The discovery of Beyond the Standard Model (BSM) is a major subject of many experiments, such as the ATLAS and CMS experiments with the Large Hadron Collider, which has the world's highest centre-of-mass energy.　Many types of BSM models have been proposed to solve the issues of the Standard Model.　Many of them have some or many model parameters, e.g. the Minimal Supersymmetric Standard Model, which is one of the most famous BSM models, has more than 100 model parameters.　These model parameters are free parameters; they cannot be predicted from theories and need to be determined experimentally.

Data analysis of BSM model searches involves comparing observed experimental data with a particular BSM model.　If the BSM model parameters are multidimensional, it is difficult to perform an analysis covering the whole phase space.　Instead, it is often performed by fixing all the model parameters except for one or two interesting parameters to focus on, or by using community defined benchmark points, resulting in phase space holes that are not covered by the search.
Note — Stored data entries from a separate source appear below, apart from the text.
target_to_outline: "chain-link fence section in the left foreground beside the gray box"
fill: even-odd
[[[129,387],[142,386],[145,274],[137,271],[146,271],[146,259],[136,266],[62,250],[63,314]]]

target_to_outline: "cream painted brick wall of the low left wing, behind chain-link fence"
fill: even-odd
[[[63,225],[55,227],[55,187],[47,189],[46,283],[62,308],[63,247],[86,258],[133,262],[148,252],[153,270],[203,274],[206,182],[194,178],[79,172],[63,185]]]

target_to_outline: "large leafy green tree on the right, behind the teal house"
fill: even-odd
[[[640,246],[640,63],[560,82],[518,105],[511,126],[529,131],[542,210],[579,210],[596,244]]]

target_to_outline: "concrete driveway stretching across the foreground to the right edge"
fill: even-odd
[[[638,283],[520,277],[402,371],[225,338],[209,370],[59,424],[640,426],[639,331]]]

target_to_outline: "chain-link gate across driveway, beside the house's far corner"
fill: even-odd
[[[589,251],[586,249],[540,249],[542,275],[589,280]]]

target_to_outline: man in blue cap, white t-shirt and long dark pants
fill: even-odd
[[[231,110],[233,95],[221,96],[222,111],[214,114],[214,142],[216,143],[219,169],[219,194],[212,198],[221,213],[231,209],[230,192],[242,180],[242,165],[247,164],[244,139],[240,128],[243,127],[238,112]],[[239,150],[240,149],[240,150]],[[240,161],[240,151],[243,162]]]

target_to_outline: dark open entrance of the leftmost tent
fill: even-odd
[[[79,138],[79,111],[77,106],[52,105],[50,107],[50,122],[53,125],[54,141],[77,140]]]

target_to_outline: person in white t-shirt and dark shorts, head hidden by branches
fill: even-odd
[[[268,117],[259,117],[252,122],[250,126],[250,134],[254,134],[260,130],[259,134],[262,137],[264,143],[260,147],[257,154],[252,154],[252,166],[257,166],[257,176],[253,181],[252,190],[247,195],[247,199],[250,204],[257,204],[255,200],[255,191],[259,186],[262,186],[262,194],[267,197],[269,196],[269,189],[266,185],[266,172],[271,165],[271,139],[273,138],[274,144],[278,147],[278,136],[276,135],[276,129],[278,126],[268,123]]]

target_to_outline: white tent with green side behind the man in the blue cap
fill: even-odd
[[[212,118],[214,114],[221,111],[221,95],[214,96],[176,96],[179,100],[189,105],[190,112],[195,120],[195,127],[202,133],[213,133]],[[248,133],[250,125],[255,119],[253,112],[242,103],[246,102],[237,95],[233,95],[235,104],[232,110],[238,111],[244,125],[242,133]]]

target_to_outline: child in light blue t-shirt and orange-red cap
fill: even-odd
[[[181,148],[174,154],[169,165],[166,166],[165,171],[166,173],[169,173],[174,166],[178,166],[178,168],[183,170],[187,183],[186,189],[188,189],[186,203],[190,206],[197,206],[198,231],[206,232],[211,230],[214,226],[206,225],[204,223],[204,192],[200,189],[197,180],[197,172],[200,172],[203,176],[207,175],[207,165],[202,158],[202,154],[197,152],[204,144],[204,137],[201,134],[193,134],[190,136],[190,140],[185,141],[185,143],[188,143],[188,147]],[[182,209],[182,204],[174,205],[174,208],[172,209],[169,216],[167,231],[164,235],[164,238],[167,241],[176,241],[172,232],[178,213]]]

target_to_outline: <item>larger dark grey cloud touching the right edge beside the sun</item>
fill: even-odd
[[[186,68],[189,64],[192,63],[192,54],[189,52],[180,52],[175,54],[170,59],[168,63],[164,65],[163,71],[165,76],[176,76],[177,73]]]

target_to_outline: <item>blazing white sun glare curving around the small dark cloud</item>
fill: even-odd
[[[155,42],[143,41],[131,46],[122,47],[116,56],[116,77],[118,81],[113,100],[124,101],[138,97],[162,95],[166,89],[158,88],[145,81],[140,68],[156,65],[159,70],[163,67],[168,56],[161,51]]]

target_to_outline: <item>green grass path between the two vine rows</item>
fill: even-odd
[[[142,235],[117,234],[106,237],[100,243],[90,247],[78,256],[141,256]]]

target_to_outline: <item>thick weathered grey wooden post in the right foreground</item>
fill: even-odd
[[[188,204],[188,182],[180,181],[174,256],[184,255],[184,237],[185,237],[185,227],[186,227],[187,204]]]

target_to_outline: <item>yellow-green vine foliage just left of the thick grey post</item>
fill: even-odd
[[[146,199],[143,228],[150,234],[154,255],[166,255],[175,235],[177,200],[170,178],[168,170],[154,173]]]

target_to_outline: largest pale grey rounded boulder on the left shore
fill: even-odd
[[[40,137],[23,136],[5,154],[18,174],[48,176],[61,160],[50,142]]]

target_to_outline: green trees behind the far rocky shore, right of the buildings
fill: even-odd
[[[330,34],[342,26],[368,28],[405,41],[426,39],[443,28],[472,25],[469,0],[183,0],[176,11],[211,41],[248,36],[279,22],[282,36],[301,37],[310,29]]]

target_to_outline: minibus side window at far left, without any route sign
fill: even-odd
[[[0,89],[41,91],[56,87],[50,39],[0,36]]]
This talk presents a parameter scan technique for BSM signal models based on normalizing flow.　Normalizing flow is a type of deep learning model that transforms a simple probability distribution into a complex probability distribution as an invertible function.　By learning an invertible transformation between a complex multidimensional distribution, such as experimental data observed in collider experiments, and a multidimensional normal distribution, the normalizing flow model gains the ability to sample (or generate) pseudo experimental data from random numbers and to evaluate a log-likelihood value from multidimensional observed events.　The normalizing flow model can also be extended to take multidimensional conditional variables as arguments.　Thus, the normalizing flow model can be used as a generator and evaluator of pseudo experimental data conditioned by the BSM model parameters.　The log-likelihood value, the output of the normalizing flow model, is a function of the conditional variables.　Therefore, the model can quickly calculate gradients of the log-likelihood to the conditional variables.　Following this property, it is expected that the most likely set of conditional variables that reproduce the experimental data, i.e. the optimal set of parameters for the BSM model, can be efficiently searched.　This paper demonstrates this on a simple dataset and discusses its limitations and future extensions.